The experiment began with an introductory page of instructions. Participants were asked to imagine they were waiting in a line for self-service. They were told the service could be used for a maximum of 9 min, which was easily enough time for it. After the instructions, participants saw a page with an image of people waiting in line in which the participant was marked as having just moved into position to use the service next after the person in front of them finished. The position was marked as “you” and colored differently to visualize the participant’s position (see Figure 2). On the same page, participants were asked how much time they would perceive as fair amount for service usage, given that 9 min was easily enough to complete the service. Then, without knowing the total duration of their wait, participants were assumed to wait for the service. To lend realism to their waiting, they were asked to click “ok” and “next” buttons to pass 30 s of waiting time and therefore to move on to the next page of waiting. They repeated these actions until their turn to use the service. For example, subjects in the 6-min condition had to click and move 12 pages to reach their turn. When their turn finally came after the assigned waiting time, they were informed of their turn, and the page showed an image of the participant’s character using the service. To induce social pressure, we included an image of people waiting behind the participant’s position as a social cue. We also made sure that the image included people’s eyes because Emery (2000) showed that gaze had a strong impact to induce a social cue. In the pressure condition, we used an image of 16 people behind the participant’s position (Figure 2), but in the no pressure condition, we used an image of one person.1
After completion of the waiting scenario, subjects were asked a set of questions. First, they were asked to indicate how they perceived the length of the service time used by the person ahead (short to long, using the 7-point Likert scale). Next, we used two questions to measure perceived fairness: the first used greedy, fair, and generous as a scale; the second question used selfish, fair, and grateful as a scale. Next, participants were asked to decide how long they would use the service within a range of 1 to 9 min. We also posed questions to check social pressure manipulation; participants were asked whether they were aware of people waiting behind them, and whether their presence affected their decisions. Lastly, they answered a question to check their attentiveness, i.e., instructional manipulation check (IMC) questions in Oppenheimer et al. (2009), and answered a demographic survey (see Appendix A for the IMC question used). The IMC question was designed to test whether participants were reading and following the instructions thoroughly; the question was useful to detect attentive participants and increase the statistical power of the analysis.

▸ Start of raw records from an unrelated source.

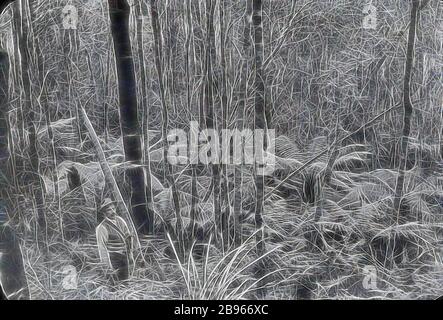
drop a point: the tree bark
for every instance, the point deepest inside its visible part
(407, 106)
(119, 14)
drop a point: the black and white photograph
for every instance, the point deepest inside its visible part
(221, 150)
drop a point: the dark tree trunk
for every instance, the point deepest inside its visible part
(22, 12)
(13, 283)
(241, 114)
(145, 113)
(165, 117)
(210, 106)
(259, 123)
(407, 106)
(260, 118)
(119, 13)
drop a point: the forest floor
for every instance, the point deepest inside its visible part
(348, 245)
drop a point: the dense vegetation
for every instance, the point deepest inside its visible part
(353, 209)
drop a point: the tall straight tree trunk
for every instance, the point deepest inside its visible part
(407, 106)
(25, 29)
(189, 82)
(145, 112)
(165, 118)
(224, 195)
(4, 126)
(241, 113)
(260, 118)
(259, 123)
(12, 273)
(129, 124)
(210, 107)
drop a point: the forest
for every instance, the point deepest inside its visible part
(221, 149)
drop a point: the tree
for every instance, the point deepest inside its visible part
(260, 116)
(165, 115)
(130, 128)
(210, 106)
(241, 113)
(144, 112)
(21, 16)
(407, 106)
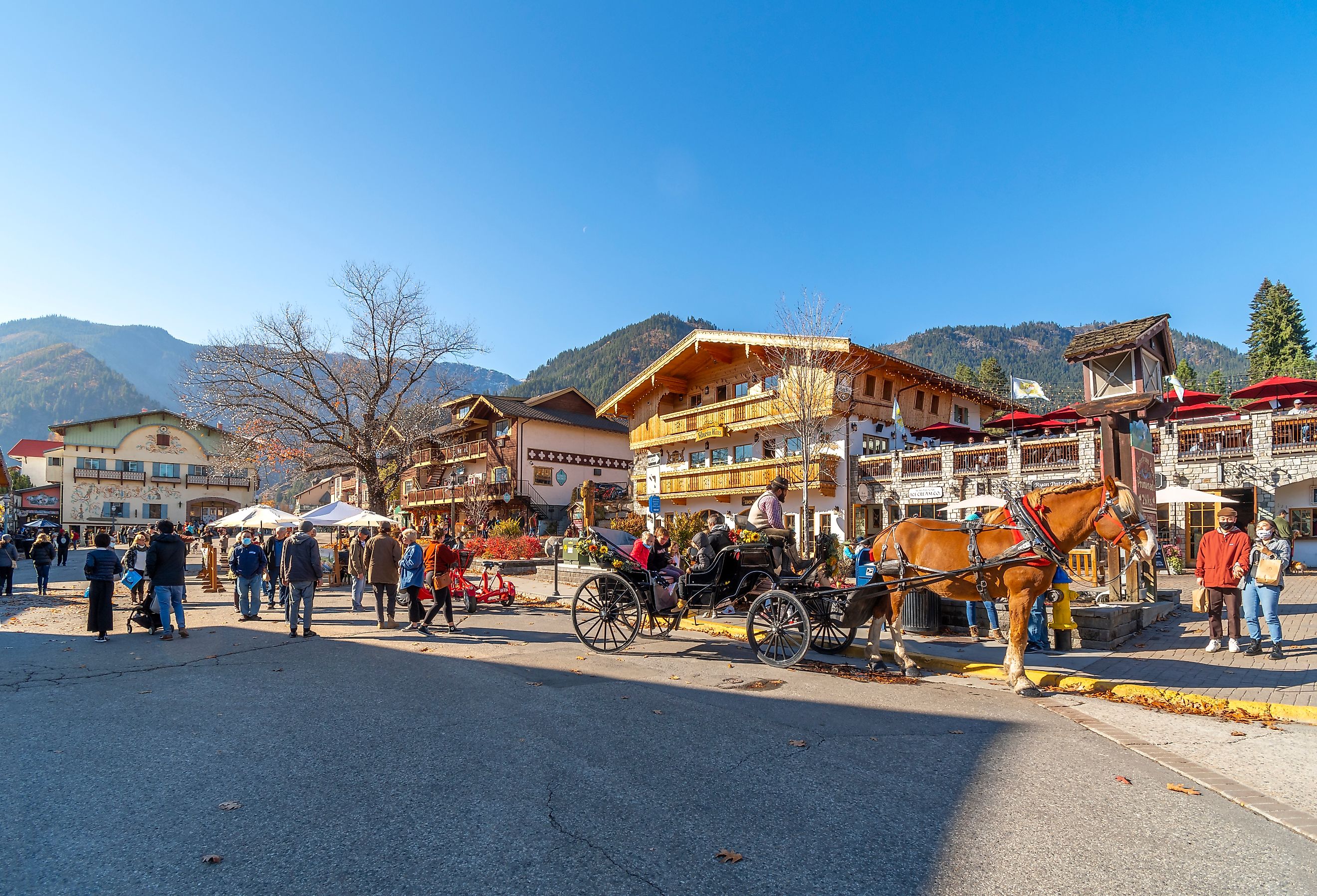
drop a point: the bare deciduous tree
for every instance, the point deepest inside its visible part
(307, 398)
(816, 374)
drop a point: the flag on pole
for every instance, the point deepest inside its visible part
(1178, 386)
(1026, 388)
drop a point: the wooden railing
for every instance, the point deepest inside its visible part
(750, 475)
(689, 421)
(975, 461)
(1216, 441)
(1061, 454)
(1293, 435)
(452, 453)
(922, 465)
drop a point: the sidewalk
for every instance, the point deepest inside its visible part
(1166, 662)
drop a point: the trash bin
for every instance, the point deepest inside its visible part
(921, 613)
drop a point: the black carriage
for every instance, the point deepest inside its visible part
(788, 613)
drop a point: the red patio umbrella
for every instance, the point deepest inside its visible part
(1277, 387)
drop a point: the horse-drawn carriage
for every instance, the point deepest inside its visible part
(1012, 554)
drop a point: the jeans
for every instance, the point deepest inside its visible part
(303, 596)
(1038, 625)
(991, 608)
(1268, 599)
(170, 598)
(249, 596)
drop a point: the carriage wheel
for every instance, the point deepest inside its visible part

We implemented our experimental design using Qualtrics and conducted the experiment online using Amazon’s Mechanical Turk (MTurk). We recruited only MTurk workers with high reputations (above 90% approval ratings) without any other restrictions (Peer et al. 2014). Geographical restriction was also not imposed. Lee et al. (2018) used this platform in reporting the validity of conducting behavioral operations management experiments. Our experiment used 278 workers, who were randomly assigned to one of the experimental conditions. Most workers lived in the United States and India; 99 lived in the United States, 164 lived in India, and the rest of workers (15) were from other geographical locations. Of the total, 151 were female and 127 were male. Their ages varied from 17 to 70. The experiment took less than 10 min, and we paid $0.10 for participation. Buhrmester et al. (2011) found that even at low compensation rates, such as 1–50 cents, payment levels did not affect data quality, but could slow data collection.
4.1. Valid Data
We first filtered out the invalid data from the 278 responses we collected. First, to prevent duplicate participation, we removed responses with Internet Protocol (IP) addresses that appeared more than once. Second, we removed the responses of inattentive workers who gave wrong answers to the IMC question. Excluding data from duplicate participations and inattentive workers are commonly used with MTurk studies (Goodman et al. 2013). Lastly, we removed inconsistent responses. Responses were deemed inconsistent if answers given at the beginning were out of line with answers at the end. For example, at the beginning, participants answered how long they perceived as a fair amount of service time, and at the same time were told that 9 min was easily enough time to use the service. At the end, they were also asked whether the length of time (3, 6, and 9 min) they actually waited was a fair waiting time. Based on the participants’ answers to these two questions, we removed those responses in which participants evaluated the waiting time as very generous (greedy) despite a given condition’s waiting time that was longer (shorter) than the service time the participant perceived as fair at the beginning. For example, rating a waiting time of 9 min as very generous at the outset and later rating 3 min of service time as fair is inconsistent. After removing all invalid data, 206 responses remained, and were used to draw meaningful conclusions from the analysis of the data.
4.2. Manipulation Check
As noted, there were three assigned waiting time conditions: 3, 6, and 9 min. To lend realism to these situations, we asked participants to click through numerous pages until they got their turn, and the number of pages this involved was determined by each participant’s assigned waiting time conditions. After the waiting period, they were asked how fair they perceived their waiting time (the service time of the person ahead), from 1 (greedy) to 7 (generous). If our manipulation was effective, answers to this fairness question should differ significantly across the various specified waiting time conditions. We used a nonparametric test, because the assumptions of an analysis of variance (ANOVA) test were violated. These violations were that the data in the 9-min condition did not follow normality (Shapiro–Wilk W test, p < 0.001), and the data did not have equal variance across waiting time conditions (Bartlett’s test, p < 0.001). The test results showed that perceptions of fairness differed significantly across the assigned waiting conditions (Chi-squared (2) = 59.57, p < 0.0001). Table 1 summarizes the sample sizes and the perceived fairness scores across the three waiting time conditions.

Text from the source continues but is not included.